Amnesty Int’l Report Says Over 1800 Killed, Hundreds “Disappeared” In South-East Nigeria Amid Security Crisis

A latest report by Amnesty International has revealed that both government-backed forces and armed groups have been responsible for a decade-long violent attacks and killings of over 1,800 people and widespread human rights abuses in Nigeria’s South-East.

In the report titled ‘A Decade of Impunity: Attacks and Unlawful Killings in South-East Nigeria’, the global human rights advocacy organisation said the report documented human rights violations and abuses committed by various state and non-state actors in the South-East between January 2021 and December 2024.

The report stated, “The actors concerned include the state-backed paramilitary outfit, commonly referred to as ‘Ebube Agu’, and members of the defence and security forces.

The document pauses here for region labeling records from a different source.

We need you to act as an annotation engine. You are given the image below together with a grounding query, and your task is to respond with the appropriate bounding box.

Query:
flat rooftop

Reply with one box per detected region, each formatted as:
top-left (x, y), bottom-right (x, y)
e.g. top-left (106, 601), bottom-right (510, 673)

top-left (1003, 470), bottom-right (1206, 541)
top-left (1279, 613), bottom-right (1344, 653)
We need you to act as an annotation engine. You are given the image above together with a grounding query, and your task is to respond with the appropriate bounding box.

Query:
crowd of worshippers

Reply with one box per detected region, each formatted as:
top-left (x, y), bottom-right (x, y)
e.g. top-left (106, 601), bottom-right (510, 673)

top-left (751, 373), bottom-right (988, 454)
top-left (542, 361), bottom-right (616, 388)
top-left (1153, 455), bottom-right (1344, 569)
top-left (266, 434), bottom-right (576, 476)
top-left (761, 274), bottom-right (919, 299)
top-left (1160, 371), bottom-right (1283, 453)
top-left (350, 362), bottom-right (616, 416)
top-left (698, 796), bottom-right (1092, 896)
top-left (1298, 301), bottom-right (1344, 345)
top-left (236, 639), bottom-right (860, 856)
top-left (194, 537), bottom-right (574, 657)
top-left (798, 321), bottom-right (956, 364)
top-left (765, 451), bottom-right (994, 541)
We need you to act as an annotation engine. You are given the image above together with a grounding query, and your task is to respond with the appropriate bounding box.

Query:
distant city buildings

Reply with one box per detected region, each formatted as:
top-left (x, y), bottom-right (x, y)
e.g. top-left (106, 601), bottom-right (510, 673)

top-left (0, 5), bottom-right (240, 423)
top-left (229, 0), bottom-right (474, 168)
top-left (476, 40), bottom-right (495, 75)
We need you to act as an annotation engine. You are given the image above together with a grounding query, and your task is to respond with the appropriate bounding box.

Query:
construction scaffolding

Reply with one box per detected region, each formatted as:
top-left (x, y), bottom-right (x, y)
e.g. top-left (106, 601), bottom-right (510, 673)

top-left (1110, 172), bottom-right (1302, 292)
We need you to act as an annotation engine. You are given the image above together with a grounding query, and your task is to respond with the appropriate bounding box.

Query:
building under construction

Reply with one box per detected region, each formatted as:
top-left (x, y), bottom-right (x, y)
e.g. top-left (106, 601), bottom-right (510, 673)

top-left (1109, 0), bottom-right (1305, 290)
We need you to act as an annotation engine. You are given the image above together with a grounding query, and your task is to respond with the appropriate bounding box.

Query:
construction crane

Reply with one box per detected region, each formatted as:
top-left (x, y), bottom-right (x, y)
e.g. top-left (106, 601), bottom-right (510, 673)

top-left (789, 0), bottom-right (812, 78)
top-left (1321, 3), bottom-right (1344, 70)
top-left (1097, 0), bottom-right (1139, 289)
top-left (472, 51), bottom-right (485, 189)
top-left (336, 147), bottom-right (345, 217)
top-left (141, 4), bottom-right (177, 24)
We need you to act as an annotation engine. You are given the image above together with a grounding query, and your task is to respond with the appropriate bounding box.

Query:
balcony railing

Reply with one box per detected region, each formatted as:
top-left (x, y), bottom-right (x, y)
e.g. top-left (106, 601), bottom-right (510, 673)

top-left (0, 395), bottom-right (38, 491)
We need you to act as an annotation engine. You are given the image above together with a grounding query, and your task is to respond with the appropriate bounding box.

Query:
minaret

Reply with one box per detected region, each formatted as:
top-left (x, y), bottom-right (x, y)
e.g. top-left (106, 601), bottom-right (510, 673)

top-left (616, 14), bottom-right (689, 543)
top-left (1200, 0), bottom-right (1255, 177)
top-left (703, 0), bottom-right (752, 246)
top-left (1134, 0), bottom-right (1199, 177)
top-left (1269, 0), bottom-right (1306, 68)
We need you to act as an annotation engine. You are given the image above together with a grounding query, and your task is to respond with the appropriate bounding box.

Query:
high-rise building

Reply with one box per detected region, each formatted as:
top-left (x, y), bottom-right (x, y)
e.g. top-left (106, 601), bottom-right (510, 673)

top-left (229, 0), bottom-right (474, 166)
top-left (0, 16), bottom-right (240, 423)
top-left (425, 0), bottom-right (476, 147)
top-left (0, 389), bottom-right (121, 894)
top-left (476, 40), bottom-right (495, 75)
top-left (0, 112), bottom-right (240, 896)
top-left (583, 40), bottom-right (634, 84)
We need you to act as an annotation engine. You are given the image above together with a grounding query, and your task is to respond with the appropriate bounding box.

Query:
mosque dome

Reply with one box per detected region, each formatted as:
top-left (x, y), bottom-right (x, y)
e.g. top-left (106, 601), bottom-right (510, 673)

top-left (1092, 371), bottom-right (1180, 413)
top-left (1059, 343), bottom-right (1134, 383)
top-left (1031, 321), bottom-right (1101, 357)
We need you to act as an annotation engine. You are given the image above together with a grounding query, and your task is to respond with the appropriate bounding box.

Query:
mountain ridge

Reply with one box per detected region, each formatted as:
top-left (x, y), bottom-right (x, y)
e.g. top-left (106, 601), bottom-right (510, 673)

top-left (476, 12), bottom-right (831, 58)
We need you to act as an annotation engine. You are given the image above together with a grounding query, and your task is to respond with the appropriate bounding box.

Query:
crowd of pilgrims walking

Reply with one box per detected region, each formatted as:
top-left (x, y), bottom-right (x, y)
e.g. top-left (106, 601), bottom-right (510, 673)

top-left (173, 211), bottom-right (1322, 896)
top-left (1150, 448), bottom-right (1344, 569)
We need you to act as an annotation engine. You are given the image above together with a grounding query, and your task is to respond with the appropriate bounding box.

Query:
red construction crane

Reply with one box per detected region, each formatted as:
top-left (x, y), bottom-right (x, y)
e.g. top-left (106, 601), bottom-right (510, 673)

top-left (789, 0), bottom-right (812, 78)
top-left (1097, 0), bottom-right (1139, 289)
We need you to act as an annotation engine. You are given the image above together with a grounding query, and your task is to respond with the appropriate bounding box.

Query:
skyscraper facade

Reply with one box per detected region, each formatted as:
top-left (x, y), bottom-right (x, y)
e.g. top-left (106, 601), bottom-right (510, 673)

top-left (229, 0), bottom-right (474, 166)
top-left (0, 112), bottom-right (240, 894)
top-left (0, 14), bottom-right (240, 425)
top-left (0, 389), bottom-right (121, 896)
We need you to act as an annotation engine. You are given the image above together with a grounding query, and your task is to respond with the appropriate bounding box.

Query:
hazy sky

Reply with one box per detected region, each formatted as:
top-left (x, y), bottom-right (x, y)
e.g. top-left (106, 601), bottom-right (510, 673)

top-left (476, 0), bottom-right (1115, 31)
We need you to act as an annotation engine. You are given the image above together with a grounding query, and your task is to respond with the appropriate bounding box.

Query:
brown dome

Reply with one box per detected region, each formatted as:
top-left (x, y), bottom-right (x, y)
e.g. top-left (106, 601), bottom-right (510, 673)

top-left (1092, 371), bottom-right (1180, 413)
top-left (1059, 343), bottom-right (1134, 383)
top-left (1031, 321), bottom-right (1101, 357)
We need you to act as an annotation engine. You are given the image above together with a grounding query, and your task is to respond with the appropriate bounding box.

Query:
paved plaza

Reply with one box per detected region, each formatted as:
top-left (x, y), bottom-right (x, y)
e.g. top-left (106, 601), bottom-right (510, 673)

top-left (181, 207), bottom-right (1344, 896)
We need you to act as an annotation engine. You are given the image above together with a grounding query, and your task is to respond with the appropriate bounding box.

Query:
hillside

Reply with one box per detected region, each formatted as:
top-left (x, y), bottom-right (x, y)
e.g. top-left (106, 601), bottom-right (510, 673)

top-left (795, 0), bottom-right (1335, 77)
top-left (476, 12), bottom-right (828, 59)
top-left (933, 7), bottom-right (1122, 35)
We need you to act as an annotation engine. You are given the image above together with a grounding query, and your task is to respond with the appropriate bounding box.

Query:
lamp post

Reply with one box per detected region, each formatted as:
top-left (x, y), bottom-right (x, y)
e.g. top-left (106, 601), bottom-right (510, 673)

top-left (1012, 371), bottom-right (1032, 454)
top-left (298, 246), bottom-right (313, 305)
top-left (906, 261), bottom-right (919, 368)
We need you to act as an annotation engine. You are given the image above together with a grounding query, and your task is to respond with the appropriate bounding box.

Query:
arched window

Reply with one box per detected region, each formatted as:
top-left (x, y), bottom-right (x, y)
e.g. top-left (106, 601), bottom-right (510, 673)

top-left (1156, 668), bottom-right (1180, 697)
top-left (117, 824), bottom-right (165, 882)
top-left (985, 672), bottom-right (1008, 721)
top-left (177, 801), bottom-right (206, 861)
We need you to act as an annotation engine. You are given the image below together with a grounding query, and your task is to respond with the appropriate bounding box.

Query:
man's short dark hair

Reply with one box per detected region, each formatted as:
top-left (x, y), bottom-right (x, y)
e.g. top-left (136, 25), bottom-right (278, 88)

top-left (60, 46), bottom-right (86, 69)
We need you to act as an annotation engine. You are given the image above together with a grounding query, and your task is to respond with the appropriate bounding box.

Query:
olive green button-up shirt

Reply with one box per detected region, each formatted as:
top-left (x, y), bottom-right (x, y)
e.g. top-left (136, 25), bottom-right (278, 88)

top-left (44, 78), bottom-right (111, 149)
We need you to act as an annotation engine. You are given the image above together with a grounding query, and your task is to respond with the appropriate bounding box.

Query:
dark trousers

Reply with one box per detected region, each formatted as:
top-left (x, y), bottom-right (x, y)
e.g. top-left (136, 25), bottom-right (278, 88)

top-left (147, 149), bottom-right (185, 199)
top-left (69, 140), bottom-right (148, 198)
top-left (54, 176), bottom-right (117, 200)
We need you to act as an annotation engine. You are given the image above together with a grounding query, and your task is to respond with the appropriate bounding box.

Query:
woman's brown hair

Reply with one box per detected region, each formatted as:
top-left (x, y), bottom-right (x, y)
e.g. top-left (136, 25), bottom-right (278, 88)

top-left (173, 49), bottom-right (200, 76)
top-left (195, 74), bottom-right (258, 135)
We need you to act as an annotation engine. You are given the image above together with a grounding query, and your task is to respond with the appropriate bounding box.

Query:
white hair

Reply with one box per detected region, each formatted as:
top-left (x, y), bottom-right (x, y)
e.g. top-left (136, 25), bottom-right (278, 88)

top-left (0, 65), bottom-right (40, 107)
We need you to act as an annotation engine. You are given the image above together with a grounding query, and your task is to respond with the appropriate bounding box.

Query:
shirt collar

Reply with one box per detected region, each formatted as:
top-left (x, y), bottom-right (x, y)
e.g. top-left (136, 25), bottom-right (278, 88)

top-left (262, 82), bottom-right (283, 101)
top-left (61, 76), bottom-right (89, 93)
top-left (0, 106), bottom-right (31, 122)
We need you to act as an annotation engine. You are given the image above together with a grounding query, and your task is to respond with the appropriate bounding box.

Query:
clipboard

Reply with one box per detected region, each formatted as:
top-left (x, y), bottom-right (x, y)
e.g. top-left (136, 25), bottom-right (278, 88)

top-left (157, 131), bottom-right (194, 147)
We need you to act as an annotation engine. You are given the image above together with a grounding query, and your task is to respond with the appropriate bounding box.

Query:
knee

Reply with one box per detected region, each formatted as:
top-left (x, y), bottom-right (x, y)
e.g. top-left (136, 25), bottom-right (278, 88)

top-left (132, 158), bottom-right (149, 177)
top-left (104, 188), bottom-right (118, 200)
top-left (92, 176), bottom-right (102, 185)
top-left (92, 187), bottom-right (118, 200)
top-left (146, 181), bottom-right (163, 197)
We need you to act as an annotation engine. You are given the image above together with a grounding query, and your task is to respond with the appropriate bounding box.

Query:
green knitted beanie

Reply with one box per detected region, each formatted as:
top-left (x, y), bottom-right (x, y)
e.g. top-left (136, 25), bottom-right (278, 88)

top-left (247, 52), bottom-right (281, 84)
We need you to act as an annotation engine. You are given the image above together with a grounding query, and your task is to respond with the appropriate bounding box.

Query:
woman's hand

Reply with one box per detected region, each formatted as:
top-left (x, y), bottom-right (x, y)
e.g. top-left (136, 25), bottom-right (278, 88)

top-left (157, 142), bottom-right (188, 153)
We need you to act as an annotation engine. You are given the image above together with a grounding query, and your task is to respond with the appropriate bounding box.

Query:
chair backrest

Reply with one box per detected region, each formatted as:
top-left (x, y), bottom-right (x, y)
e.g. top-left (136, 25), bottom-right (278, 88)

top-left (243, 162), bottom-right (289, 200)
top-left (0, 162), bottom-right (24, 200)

“The non-state actors include the Eastern Security Network (ESN) — the militant arm of the Indigenous People of Biafra (IPOB), ‘unknown gunmen’, cult groups, and vigilante group members.”

According to Amnesty International, the period witnessed “violence, unlawful killings, attacks, torture and other ill-treatment, enforced disappearances, arbitrary arrests and detention, internal displacements, and suppression of the right to freedom of movement.”

The organisation estimated that “between January 2021 and June 2023, over 1,844 people were killed in the South-East region of Nigeria,” while attacks on security agents by gunmen “led to the unlawful killing of security agents and residents.”

The report cited incidents involving so-called “unknown gunmen,” IPOB/ESN, cult groups, and herders, including killings over grazing disputes in Enugu and Ebonyi states.

It also highlighted communities “turned into ungoverned spaces” — such as Agwa and Izombe in Imo State and Lilu in Anambra State — where armed groups displaced residents and assumed control.

On cult-related violence, Amnesty International noted that “these cult groups have been responsible for the killing of hundreds of residents in cultism-related clashes” across Anambra State towns like Obosi, Awka, Onitsha, Ogidi, and Umuoji.

The report condemned the enforcement of IPOB’s August 9, 2021, sit-at-home order, which it said “led to violations of the human rights of the people in the region, including the rights to life, freedom of movement, and the right to education.”

Amnesty International also accused the Ebube Agu paramilitary force, established by South-East governors in April 2021, of “arbitrary arrests and detention, torture, unlawful killings and enforced disappearances, extortion, and destruction of homes.”

The Nigerian military was similarly accused of abuses during operations such as “Operation Python Dance” (2016, 2017) and “Operation Udo Ka” (2023), including “arbitrary arrests and detention, torture, extrajudicial executions, enforced disappearances, and destruction of homes.”

The report detailed military airstrikes and reprisal attacks in several South-East communities, and accused authorities of clamping down on IPOB supporters with “unlawful killings, extrajudicial executions, excessive use of force, torture, arbitrary arrests, detention, and unfair trials.”

It concluded that the “security situation in South-East Nigeria involves a hybrid of criminal and political violence”.

It warned that both state and non-state actors exploit the crisis “to suit their interests,” often reducing it to a “singular narrative” of IPOB/ESN insurgency despite its complex realities.